# Walleye board question



## cglynn (Dec 20, 2009)

Hey guys, 

I started fishing the Church Walleye boards last season, and was having some problems with them releasing while setting them. Made for a frustrating day. Just wondering what I can do to eliminate the early release on these boards. 

My setup consists of braided line, size 20-30 jet divers, and worm harnesses. 

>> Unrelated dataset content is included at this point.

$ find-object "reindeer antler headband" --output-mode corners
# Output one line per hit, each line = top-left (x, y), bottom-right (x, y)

Any advice from those of you who use these boards would be greatly appreciated.

Thanks
CG


----------



## wave warrior (Oct 2, 2005)

did you tighten the tention screw?? i run the same boards also with braid, and have had it happen,also in heavy seas the board will sometimes slide back down the line...ive heard some use mono for this reason...


----------



## triton175 (Feb 21, 2006)

Especially when using braid you could wrap the line one time around the release, on the underside, to keep it from slipping. If you do that you will not be able to "pop" or "release" the board for it to slide back. You will just reel the board up to the boat, remove it, then reel in the fish. If you try to "pop" the board by giving it a hard jerk with braid wrapped around the release you will tear up the plastic/rubber wrapping on the release clip.


----------



## cglynn (Dec 20, 2009)

Excellent thoughts guys. Thanks for the info. I would definitely rather have the board not release at all, than release prematurely. I will play around with them this spring and hopefully figure them out.

CG


----------



## I Fish (Sep 24, 2008)

You might try different releases. I have the Church Tackle boards also, but switched 2 boards to the Yellow Bird Osprey releases and like them so far. They take a little modification to mount, but it can be done. IMO so far, they have been better than Church's releases, cheaper too.
http://www.thornebros.com/muskie/trolling_equipment/trolling_yellowbird.html


----------



## Hook N Book (Apr 7, 2004)

When I do use the offshore in-lines, I'll double wrap on the front release. It works well with the snapper release.


----------